[Rd] [.raster bug {was "str() on raster objects fails .."}

Martin Maechler maechler at stat.math.ethz.ch
Tue Feb 1 09:22:03 CET 2011


>>>>> Henrik Bengtsson <hb at biostat.ucsf.edu>
>>>>>     on Mon, 31 Jan 2011 11:16:59 -0800 writes:

    > Hi, str() on raster objects fails for certain dimensions.  For
    > example:

    >> str(as.raster(0, nrow=1, ncol=100)) 'raster' chr [1, 1:100]
    > "#000000" "#000000" "#000000" "#000000" ...

    >> str(as.raster(0, nrow=1, ncol=101)) Error in `[.raster`(object,
    > seq_len(max.len)) : subscript out of bounds

    > This seems to do with how str() and "[.raster"() is coded; when
    > subsetting as a vector, which str() relies on, "[.raster"()
    > still returns a matrix-like object, e.g.

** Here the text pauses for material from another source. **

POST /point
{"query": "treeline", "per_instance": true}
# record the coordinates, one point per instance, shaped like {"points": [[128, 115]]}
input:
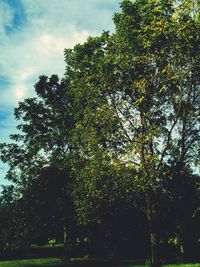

    >> img <- as.raster(1:25, max=25, nrow=5, ncol=5);
    >> img[1:2]
    > [,1]      [,2]      [,3]      [,4]      [,5]
    > [1,] "#0A0A0A" "#3D3D3D" "#707070" "#A3A3A3" "#D6D6D6"
    > [2,] "#141414" "#474747" "#7A7A7A" "#ADADAD" "#E0E0E0"

    > compare with:

    >> as.matrix(img)[1:2]
    > [1] "#0A0A0A" "#3D3D3D"


    > The easy but incomplete fix is to do:

    > str.raster <- function(object, ...) {
    > str(as.matrix(object), ...);
    > }

    > Other suggestions?

The informal "raster" class is behaving ``illogical''
in the following sense:

 > r <- as.raster(0, nrow=1, ncol=11)
 > r[seq_along(r)]
 Error in `[.raster`(r, seq_along(r)) : subscript out of bounds

or, here equivalently,
 > r[1:length(r)]
 Error in `[.raster`(r, 1:length(r)) : subscript out of bounds

When classes do behave in such a way, they definitely need their
own str() method.

However, the bug really is in "[.raster":
Currently,  r[i] is equivalent to  r[i,]  which is not at all 
matrix-like and its help clearly says that subsetting should
work as for matrices.
A recent thread on R-help/R-devel has mentioned the fact that
"[" methods for matrix-like methods need to use both nargs() and
missing() and that "[.dataframe" has been the example to follow
"forever", IIRC already in S and S-plus as of 20 years ago.

Thank you, Henrik, for the bug report.